A mais recente edição do Alma Lusitana esteve quase para se manter por temas, mas, como optei por outra abordagem, os tópicos ficaram na gaveta, à espera de uma oportunidade para potenciarem outros desafios.

Nesta semana temática, pensada para celebrar o livro e os direitos de autor, percebi que fazia todo o sentido recuperar os temas em questão e, numa espécie de TAG, marcar histórias - revisitando algumas narrativas.


um livro para rir

📖 Isto Vai Doer, Adam Kay
É um diário de um médico, que foi escrevendo para aliviar a pressão e o desgaste da profissão.
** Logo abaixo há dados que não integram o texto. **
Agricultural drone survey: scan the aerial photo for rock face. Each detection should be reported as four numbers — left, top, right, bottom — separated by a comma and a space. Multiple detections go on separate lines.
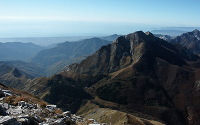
68, 31, 196, 74
168, 29, 200, 54
61, 31, 200, 125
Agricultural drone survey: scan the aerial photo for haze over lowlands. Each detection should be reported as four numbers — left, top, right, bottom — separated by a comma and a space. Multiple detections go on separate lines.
0, 0, 200, 125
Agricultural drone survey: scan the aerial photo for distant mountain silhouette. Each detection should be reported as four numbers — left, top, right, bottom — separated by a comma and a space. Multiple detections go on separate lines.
0, 63, 29, 89
61, 31, 200, 124
99, 34, 123, 41
0, 42, 44, 61
30, 38, 111, 66
0, 60, 46, 79
6, 31, 200, 125
168, 29, 200, 54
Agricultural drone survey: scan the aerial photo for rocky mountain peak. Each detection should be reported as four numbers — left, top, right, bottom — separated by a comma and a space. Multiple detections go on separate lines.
192, 29, 200, 35
12, 68, 22, 77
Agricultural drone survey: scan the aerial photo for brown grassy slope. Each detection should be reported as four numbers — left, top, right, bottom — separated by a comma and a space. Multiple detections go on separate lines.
77, 101, 164, 125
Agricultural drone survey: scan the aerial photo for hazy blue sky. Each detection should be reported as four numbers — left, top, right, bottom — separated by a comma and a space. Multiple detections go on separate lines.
0, 0, 200, 38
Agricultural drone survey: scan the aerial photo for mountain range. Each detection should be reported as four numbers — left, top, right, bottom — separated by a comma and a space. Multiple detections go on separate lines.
19, 31, 200, 124
0, 42, 45, 61
29, 38, 111, 67
168, 29, 200, 54
0, 30, 200, 125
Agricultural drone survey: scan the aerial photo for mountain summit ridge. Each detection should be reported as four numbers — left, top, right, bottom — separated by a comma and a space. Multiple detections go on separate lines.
68, 31, 195, 74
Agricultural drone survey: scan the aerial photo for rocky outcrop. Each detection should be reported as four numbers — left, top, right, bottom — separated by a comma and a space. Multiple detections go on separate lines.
168, 29, 200, 54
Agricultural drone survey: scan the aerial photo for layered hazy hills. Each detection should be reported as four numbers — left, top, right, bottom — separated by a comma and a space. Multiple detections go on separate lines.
0, 42, 45, 61
1, 31, 200, 125
0, 60, 46, 79
26, 31, 200, 125
66, 31, 197, 74
0, 63, 29, 89
30, 38, 111, 66
168, 29, 200, 54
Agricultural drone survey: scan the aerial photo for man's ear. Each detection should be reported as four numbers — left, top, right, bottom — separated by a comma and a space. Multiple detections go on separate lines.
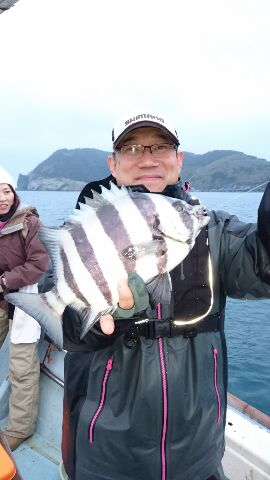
177, 152, 184, 172
107, 155, 116, 177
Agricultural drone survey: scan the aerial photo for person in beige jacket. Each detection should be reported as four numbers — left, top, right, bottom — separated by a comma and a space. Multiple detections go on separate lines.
0, 166, 49, 450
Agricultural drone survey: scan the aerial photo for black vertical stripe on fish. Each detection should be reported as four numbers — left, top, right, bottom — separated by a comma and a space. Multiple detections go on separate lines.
60, 248, 89, 306
69, 223, 112, 305
96, 204, 136, 274
130, 192, 168, 274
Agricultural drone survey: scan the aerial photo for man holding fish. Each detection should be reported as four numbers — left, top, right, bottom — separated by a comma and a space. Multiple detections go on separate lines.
5, 112, 270, 480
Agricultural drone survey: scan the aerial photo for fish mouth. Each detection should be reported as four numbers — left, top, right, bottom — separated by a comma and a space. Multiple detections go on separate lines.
135, 174, 162, 182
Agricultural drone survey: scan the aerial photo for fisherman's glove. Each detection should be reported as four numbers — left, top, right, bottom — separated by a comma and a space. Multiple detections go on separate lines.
257, 183, 270, 284
113, 272, 149, 319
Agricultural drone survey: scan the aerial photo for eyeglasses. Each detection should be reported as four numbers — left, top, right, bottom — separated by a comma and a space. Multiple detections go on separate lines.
115, 143, 178, 157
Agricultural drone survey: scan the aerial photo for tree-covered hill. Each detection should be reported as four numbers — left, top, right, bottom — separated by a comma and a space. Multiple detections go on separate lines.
18, 148, 270, 191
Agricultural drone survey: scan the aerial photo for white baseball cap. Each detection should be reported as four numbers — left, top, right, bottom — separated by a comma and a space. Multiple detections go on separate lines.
0, 165, 16, 190
112, 110, 180, 148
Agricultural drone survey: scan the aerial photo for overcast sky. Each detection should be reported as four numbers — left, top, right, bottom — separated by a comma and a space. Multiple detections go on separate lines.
0, 0, 270, 182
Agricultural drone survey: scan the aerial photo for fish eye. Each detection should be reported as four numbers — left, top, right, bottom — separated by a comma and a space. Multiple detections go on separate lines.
173, 202, 186, 212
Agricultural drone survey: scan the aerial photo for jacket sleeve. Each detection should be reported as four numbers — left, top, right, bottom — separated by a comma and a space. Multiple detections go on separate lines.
5, 215, 49, 290
215, 186, 270, 299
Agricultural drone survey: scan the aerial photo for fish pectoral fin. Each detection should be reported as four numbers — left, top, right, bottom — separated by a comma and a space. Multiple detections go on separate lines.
5, 292, 63, 349
121, 238, 161, 260
146, 273, 172, 305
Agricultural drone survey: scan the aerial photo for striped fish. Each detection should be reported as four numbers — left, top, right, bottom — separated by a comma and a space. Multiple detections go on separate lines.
5, 184, 209, 348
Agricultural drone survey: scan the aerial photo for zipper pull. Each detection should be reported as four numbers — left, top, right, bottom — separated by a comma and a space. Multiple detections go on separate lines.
106, 358, 113, 372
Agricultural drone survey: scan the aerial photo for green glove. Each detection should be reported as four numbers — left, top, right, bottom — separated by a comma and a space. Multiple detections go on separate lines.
113, 272, 149, 319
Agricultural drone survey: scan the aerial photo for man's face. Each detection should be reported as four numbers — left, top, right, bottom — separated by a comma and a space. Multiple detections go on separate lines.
108, 127, 184, 192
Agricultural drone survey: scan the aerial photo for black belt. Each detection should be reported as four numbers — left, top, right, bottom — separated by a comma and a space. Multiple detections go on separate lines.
115, 311, 224, 339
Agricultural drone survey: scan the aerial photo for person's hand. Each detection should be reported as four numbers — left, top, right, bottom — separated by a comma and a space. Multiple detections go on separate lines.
99, 278, 134, 335
100, 272, 149, 335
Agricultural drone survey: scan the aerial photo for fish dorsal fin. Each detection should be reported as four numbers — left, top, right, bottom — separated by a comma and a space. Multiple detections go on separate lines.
80, 183, 128, 211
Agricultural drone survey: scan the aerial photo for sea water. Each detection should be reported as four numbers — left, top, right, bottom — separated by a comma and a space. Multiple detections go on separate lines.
19, 191, 270, 415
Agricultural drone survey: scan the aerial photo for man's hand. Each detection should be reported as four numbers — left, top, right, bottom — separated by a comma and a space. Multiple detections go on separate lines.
99, 278, 134, 335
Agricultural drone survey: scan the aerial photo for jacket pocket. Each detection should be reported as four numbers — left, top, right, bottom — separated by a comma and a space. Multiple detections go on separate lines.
212, 347, 221, 423
89, 358, 113, 444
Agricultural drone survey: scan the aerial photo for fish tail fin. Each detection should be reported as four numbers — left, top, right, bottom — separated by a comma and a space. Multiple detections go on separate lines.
5, 290, 65, 349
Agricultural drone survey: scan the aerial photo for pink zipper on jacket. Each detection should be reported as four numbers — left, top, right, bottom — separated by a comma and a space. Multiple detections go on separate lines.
157, 303, 168, 480
213, 348, 221, 423
89, 358, 113, 443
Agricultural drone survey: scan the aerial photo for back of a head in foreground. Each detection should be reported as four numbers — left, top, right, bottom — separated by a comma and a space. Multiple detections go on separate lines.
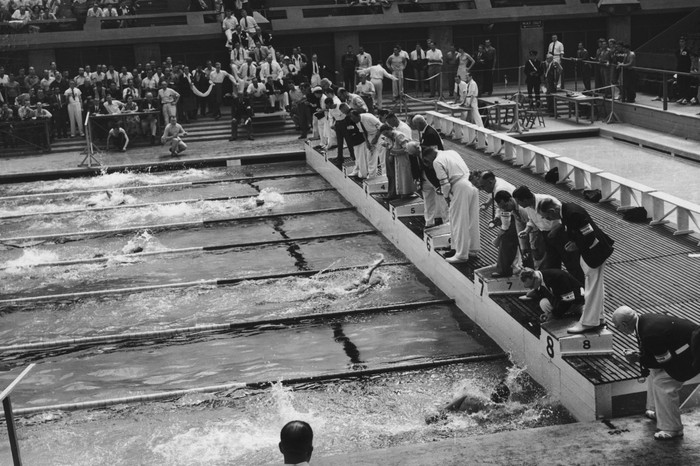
279, 421, 314, 464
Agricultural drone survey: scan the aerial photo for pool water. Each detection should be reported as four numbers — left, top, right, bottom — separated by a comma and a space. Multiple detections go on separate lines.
0, 163, 571, 465
533, 137, 700, 204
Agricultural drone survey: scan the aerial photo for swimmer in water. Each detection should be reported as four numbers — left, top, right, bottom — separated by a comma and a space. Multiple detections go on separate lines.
425, 380, 510, 424
343, 256, 384, 291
Compilando episódios com vários pacientes - cujas identidades foram preservadas -, casos insólitos e traumas, é um relato bastante honesto, visceral, e que tem tanto de cómico como de angustiante, porque a sua escrita torna mais leve as situações que nos pesam e que o levaram a abandonar a sua carreira na medicina. (opinião completa)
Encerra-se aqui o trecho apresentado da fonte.